The truth is that every culture--including every Christian culture--has blind spots. We have our hierarchy of sins and our hierarchy of godliness, and we know we are right and no one can say otherwise.
But that is dangerous.
God created culture, and he loves ethnicity and diversity, even in (especially in) his Church. I absolutely believe in the authority, inspiration, and the unchanging nature of Scripture, but we also must remember that it was written for all generations, all cultures, all peoples. I think sometimes western Christians assume they have the trump-card on what Christian culture should look like....but why? What if an African (or Asian, or South American) Christian holds to the authority and inerrancy of Scripture, uses solid principles of interpretation...and yet comes to different conclusions and applications? Is it possible that they could be seeing things that we've missed because of our own culture's influence?
This is why we were created to need each other. And in a country as diverse as America, I wonder why it is so rare that white Christians grasp that truth. Don't we realize that we are missing out when we refuse to bring other cultures, other colors, other languages into our church conversations? Don't we realize that even in that refusal is a major blind spot that we will be held accountable for?
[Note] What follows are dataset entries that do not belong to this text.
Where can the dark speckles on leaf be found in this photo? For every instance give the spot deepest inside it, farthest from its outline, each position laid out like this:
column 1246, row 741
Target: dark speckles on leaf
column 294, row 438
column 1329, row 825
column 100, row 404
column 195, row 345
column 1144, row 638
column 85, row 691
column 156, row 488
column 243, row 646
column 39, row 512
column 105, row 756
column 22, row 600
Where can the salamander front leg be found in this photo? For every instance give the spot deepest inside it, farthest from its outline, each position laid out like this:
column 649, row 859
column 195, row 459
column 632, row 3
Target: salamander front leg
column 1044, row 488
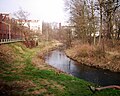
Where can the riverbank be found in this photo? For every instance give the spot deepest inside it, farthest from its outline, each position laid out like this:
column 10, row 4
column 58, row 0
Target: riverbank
column 24, row 73
column 93, row 56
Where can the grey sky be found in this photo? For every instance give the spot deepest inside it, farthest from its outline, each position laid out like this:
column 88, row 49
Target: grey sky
column 47, row 10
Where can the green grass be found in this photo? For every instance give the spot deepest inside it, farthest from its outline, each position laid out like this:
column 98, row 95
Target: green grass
column 39, row 82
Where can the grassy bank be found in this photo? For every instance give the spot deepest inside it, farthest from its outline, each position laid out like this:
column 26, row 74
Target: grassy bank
column 24, row 73
column 93, row 56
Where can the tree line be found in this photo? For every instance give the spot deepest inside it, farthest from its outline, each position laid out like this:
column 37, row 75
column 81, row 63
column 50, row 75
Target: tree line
column 95, row 21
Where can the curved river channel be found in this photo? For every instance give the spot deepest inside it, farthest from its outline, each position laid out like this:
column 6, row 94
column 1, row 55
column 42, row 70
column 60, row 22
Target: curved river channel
column 59, row 60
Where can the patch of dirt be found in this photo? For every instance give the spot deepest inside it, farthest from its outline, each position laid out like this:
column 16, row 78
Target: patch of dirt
column 7, row 54
column 52, row 84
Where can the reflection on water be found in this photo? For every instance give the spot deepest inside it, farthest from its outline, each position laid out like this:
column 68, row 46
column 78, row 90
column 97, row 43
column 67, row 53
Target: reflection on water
column 59, row 60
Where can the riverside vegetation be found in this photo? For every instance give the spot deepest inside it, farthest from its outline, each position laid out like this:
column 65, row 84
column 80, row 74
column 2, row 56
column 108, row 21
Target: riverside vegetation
column 93, row 56
column 24, row 73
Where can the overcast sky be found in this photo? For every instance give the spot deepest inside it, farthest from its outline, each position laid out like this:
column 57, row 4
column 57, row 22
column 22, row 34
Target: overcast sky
column 47, row 10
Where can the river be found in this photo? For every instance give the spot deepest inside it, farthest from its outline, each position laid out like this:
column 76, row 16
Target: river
column 59, row 60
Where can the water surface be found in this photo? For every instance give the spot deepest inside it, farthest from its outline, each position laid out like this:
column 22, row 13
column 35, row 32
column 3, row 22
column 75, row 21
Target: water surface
column 59, row 60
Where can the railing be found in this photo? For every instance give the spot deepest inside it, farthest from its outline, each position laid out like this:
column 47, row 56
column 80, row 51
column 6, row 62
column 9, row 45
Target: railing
column 5, row 41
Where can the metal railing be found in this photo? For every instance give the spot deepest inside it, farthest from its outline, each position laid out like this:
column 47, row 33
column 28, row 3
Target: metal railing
column 4, row 41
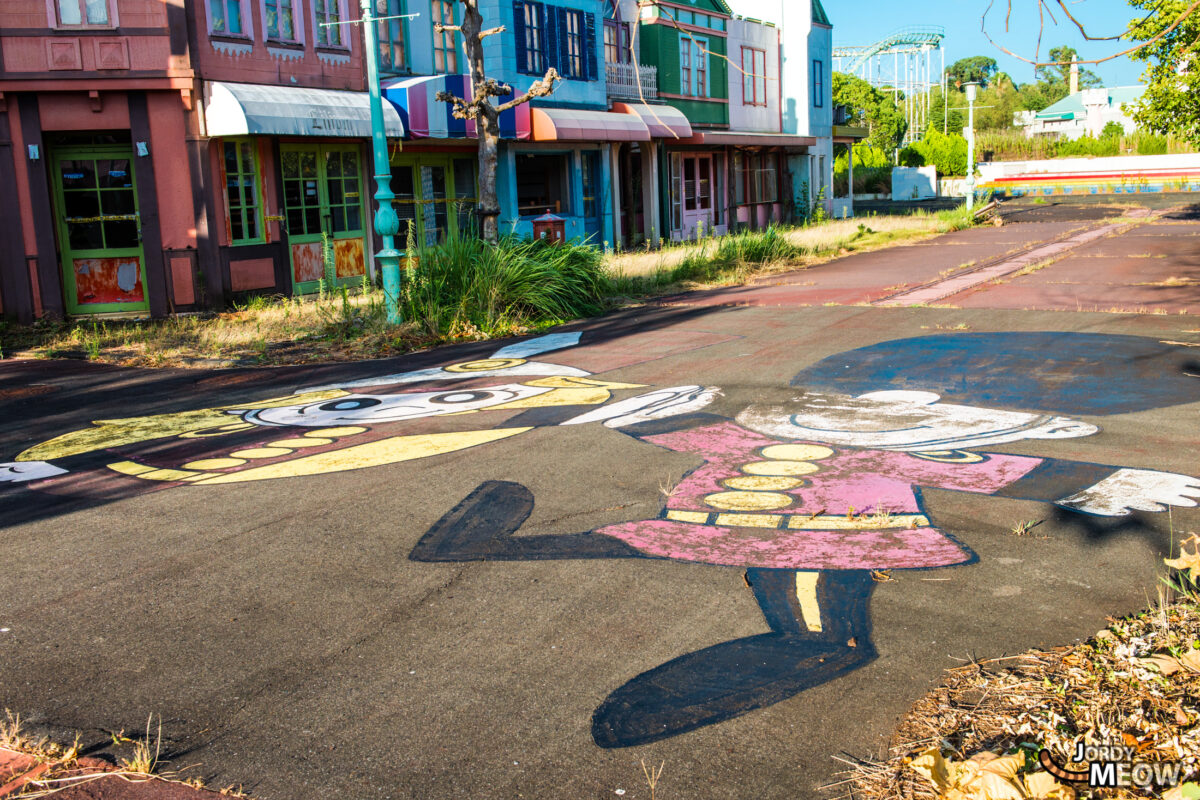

We also have to understand that because white Americans have usually had the upper-hand in American Christianity, that people of other ethnicities and cultures are not going to automatically come to us with their concerns about our church culture. Their voices have been overlooked for way too long for them to try, or they are just too polite. It's got to be our initiative, our first step, if we are really going to learn from them.
It might start with something as simple as going to a Christian friend from another race or culture and asking, Where are the blind spots in white American church culture? How are we sinning--against you, against God, against our neighbor--and just ignoring it?
And then swallow our pride and listen. Listen. That kind of humility is something that Tanzanian Christians are teaching me. I hope I can be like them.